名古屋

kirakira☆generation の下見に名古屋に行ってきました。

金曜の朝出て名古屋で一泊して土曜夜に京都に帰る。
まず展覧会を企画してくださったギャラリーRayを訪れる。
オーナーさんと山本太郎くんと3人で今回はミーティング。
連動個展の細かいスケジュールやプランについて話し合う。
そして空間を見る。
想像していたよりは狭かったけど壁は9メートルあって真っ白で十分な広さ。
台形で横長の少し変わった空間。
イメージをする。
大体決まる。
ウォールペインティングとインスタレーションをすると思う。
久々に音も使うかもしれない。
天井のレールの場所などを測る。
オーナーさんと昼食。
近くの名物店でどて丼という名古屋食をごちそうになる。
モツの味噌煮込みと串カツ。美味しい。名古屋感満喫☆
その後、オープニングパーティの時の第二展示会場となる
近くの民家を改造したカフェを下見。草もちとコーヒーをご馳走になる。
ここは明治時代に建てられたという和の建築です。このあたりはお寺の門前町でいい感じ。しかし名古屋は空襲があったのであまり古い建築は残っていないらしい。
ギャラリーに戻って展覧会資料をコピー&ファイルにセットして、
中部ぴあを訪問。太郎君の知人の作家Fさんに紹介していただく。
FさんはVOCAにも出品されていた平面作家さんで、私は始めてお会いしたのだけれど美人でとても素敵な方だった。
車では雅楽のCDが流れていた。笛を演奏されるそう。似合う。
ぴあでは太郎君は写真を撮られていた。今日も彼は着物です。

愛知県美術館で開催中の江戸期の絵画展を見る。
個人のコレクションなのだけれど量が膨大。軽妙な感じの掛け軸が多い。こんなにたくさんの軸装の展示をいっぺんに見るのは初めてかも。
表具の色あわせなど非常に洒落ていて、書画との関係性で時代感を感じるものもあり、いろいろと思うことがありました。図録では絵の部分だけトリミングされていることが多いけど、やはり表装も含めてものとして成立していて、すばらしい文化だなと思う。
常設点では20世紀の現代美術のコレクションが充実していた。ルイーズ・ニーベルソンにモーリス・ルイスなど久しぶりに見ることができてよかったです。現代美術館みたいですね。
安斎重男さんの写真で1970年の東京ビエンナーレの様子を記録したものがあって、興味深かった。ダニエル・ビュランが街の中に小さな縞々の布を貼っている所。当たり前だけど顔がすごく若い。
ソル・ルウィットが東京都美術館の展示パネルの穴につめものをした作品なんかも写されていておもしろい。その発想が時代に言わんとするところと今は無い手作り感がよかった。
かつての空気を感じました。
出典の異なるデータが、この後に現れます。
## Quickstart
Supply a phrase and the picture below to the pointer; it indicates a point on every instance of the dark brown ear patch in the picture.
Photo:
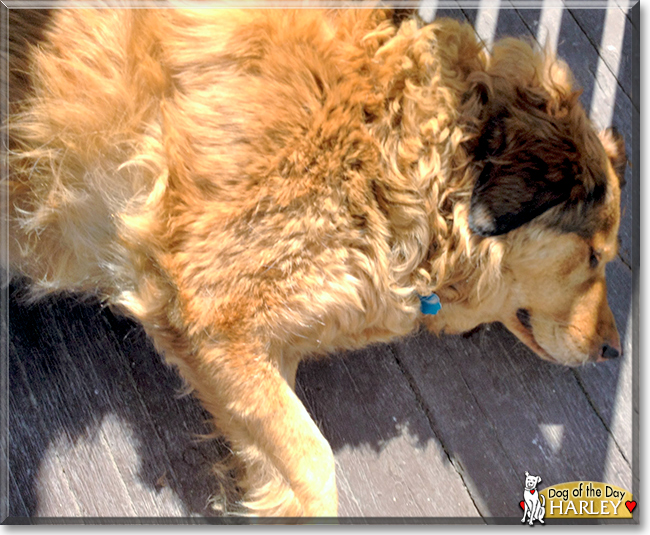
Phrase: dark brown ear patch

いいね、あの時代って。
と思いつつ、私は今また違う空気を感じて作品を作る。
ちなみに私は1974年生まれ。

次の日はせっかくなので昨日頂いたぴあを片手に名古屋を見て帰る。
伏見のギャラリーを見てまわる。
面白いと言われる名古屋アート事情を見物。
あと、これまた面白いとうわさの名古屋食を見物。
味噌カツ定食、味噌煮込みうどん、ひつまぶし、手羽先、エビフライサンド、あんトースト、あんかけスパゲッティ。全部味が濃くてくどい。でも予想外に美味しい。このあふれんばかりのオリジナリティって一体何?
名古屋風ベタな喫茶店で名物あんかけスパを食べて、名古屋嬢の巻き具合をチェックしつつ、街を歩く。名古屋巻きは金の鯱に似ていた。
最後は名古屋の濃さに疲れて、避難するように京都にもあるお洒落カフェに入ってしまう。落ち着く…。負けたよ。
しかしそこでいい物を見つけた。購入。
今度の展示に使うかもしれない。
最後にもう一度ギャラリーに挨拶をして三瀬君のファイルを預けて帰る。地下鉄の電車に乗るとき列の後ろに並んでくださいって言われてびっくり。
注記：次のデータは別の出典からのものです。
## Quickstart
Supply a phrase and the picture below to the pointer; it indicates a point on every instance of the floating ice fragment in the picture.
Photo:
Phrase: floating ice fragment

織田豊臣徳川の御三家は名古屋人の誇りらしいですが、天下を取るための気質が少しわかったような気がします。
瀟洒で、くどく、独創性に富んでいる。
由緒ある芸術パトロンの地ともいえますね。私が好きな等伯も狩野派の絵師達も彼らの趣味のもとで描かされていたわけですから、よく考えると日本美術史にこの地方の人が残した影響と言うのも大きいかもしれないな。
徳川美術館にも行きたかったけどまた今度〜。

そんなわけでわらわは都に戻ったでおじゃる。